Migrazione dei canali

La Brexit ha deteriorato le relazioni anglo-francesi. Ciò si è manifestato nella spaccatura migratoria della Manica, in cui gli inglesi accusano i francesi di fare troppo poco per impedire alle barche di migranti di salpare.

Nella primavera del 2021, è quasi scoppiata una lotta per l’acqua quando i pescatori francesi hanno occupato il porto di Saint Helier, la capitale del Jersey, per protestare contro la politica britannica delle licenze. La Marina britannica dovette intervenire per porre fine alla protesta.
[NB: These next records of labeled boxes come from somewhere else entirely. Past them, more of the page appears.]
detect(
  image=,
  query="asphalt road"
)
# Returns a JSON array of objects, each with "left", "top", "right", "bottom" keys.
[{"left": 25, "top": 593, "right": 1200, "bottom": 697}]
Più o meno nello stesso periodo, Macron ha messo in dubbio l’efficacia del vaccino AstraZeneca sviluppato da Oxford. Sei mesi dopo, ha riferitoL’indipendente che nello stesso periodo Macron è riuscita a impedire che cinque milioni di vaccini Astra prodotti nei Paesi Bassi raggiungessero il Regno Unito. Più recentemente, il ministro dell’Interno francese Gérald Darmanin ha affermato che i tifosi di calcio inglesi hanno causato disordini durante la finale di Champions League a Parigi, un’accusa che si è rivelata palesemente falsa.

Dover come campo di battaglia

Ma il campo di battaglia principale è e rimane Dover, il tallone d’Achille della Gran Bretagna. Nei giorni bui che hanno preceduto il Natale 2020, le cose si stavano già impantanando a causa di una combinazione di scioperi francesi e panico per l’imminente scadenza della Brexit. Poi le vittime furono i camionisti.

Ora tocca ai vacanzieri. Per i viaggiatori britannici questo è solo l’inizio della miseria, poiché dal prossimo autunno l’UE vuole prendere le impronte digitali o le scansioni dell’iride dai viaggiatori provenienti da paesi terzi a pagamento. Una conseguenza della Brexit è che una vacanza nel proprio paese diventerà un’opzione interessante per i britannici.